There are all sorts of preparatory exercises you can do when planning a novel. As well as drawing up an outline, chapter by chapter, and researching times, dates, places, people and things, you could also come up with a character profile for each of the main characters. This sort of approach is recommended by many teachers of creative writing. The idea is that you write down everything you know about your main characters: where they went to school, their favorite color, what they were like as a child, whom they dated, where they went on vacation, and so on. What this is aiming to achieve is twofold. First, you get to know your characters intimately so that you know how they will react when they meet each other, and that keeps your story plausible. Second, you can use the character profile as a fact-checking mechanism so that if you, for example, refer to something in their past you can keep your facts consistent.
It sounds like a good idea. But there are other people who maintain that nailing down all those fact about your character can make them predictable and one-dimensional. It’s the same argument that is used by proponents of the “no outline” stance and it does have some merit. They also say that it takes all the joy out of writing if everything is predictable. After all, part of the excitement in writing a novel is the thrill you get when your character says or does something that you had not foreseen. In that case, the novel takes on a life of its own and the author is just as surprised as the reader by the direction the character development is taking.
I can’t really make my mind up about it. I suppose it depends what kind of novel you are writing. If you are writing an action-packed thriller in which the plot speeds along like a freight train, then perhaps deep character development is not necessary. Sure, you need to give some complexity to your characters, but not so much as you would if you were writing a romance novel.

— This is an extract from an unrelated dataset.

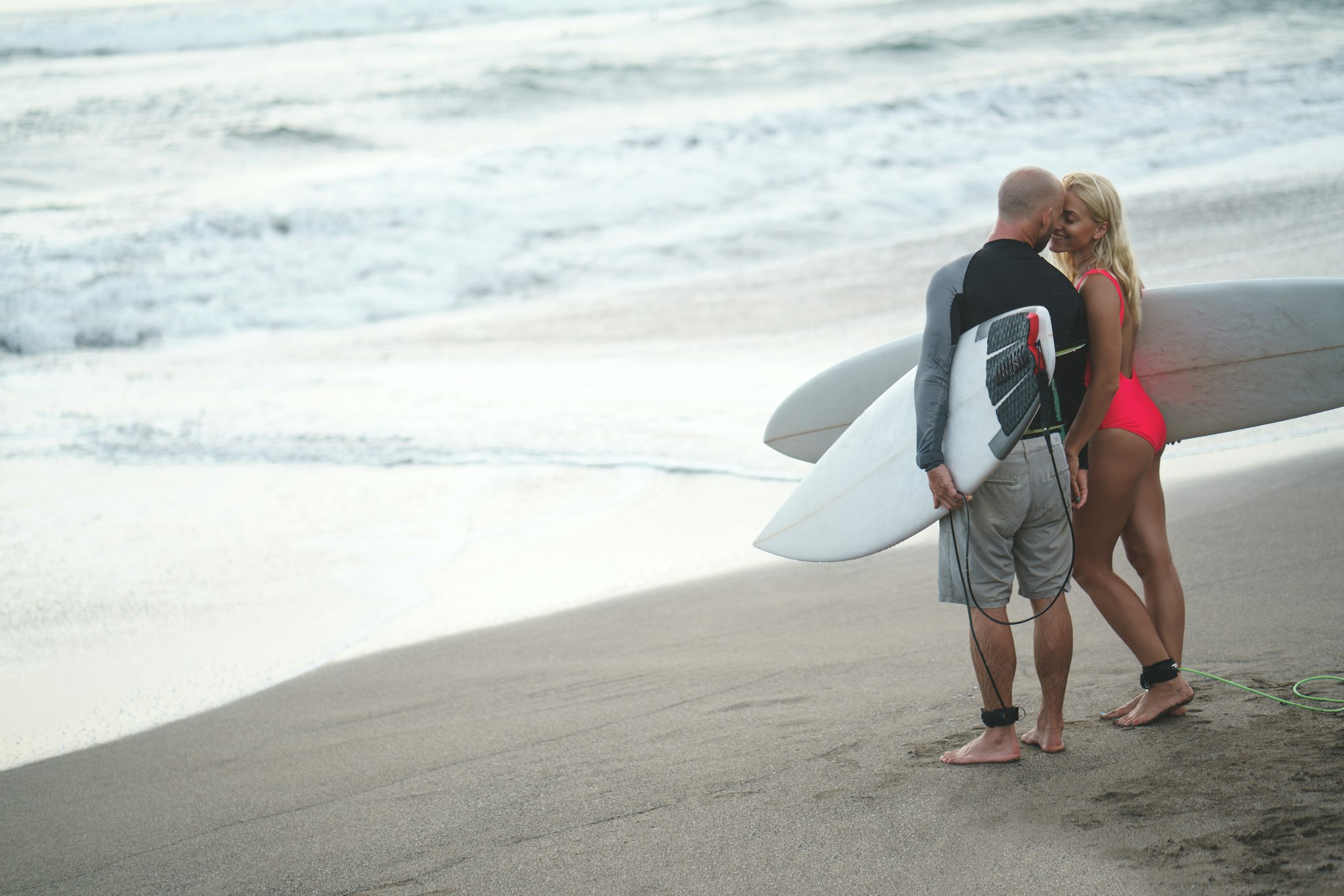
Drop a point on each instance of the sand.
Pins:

I once tried to draw up a character profile for each of the main players in one of my novels and found it rather difficult to come up with a lot of intricate detail on their backgrounds. One method that has been suggested is to imagine you are in a room together with one of your characters. Then you simply sit down with them and ask them a list of questions. In other words, you let them do the talking. For some people that might work well. Others might find it difficult to imagine sitting down with a fictitious character. And yet others may be so good at it that they have to see psychotherapeutic counseling for multiple personality disorder. I suppose one aspect of interviewing your characters that might work is that the more you get to know them, the more you will end up liking them. But the reverse might be true also. Once you get to know some of your characters well you might just as easily hate their guts. And that would be bad news for your novel, especially if they happened to be the protagonist.
Another aspect militating against character profiles is that characters in a novel can develop and change according to the circumstances they encounter as the plot unfolds. If you have already decided everything about them from their shoe size to when they last had a haircut then you may find yourself with fairly static characters who remain the same no matter what gruesome experiences you force them into in the course of the novel.
Maybe next time round I’ll take the character profile method for another test drive and see if it helps my next novel or hinders it. Maybe I’ll write a romance novel. And maybe tomorrow the sun will rise in the west and Donald Trump will be bald.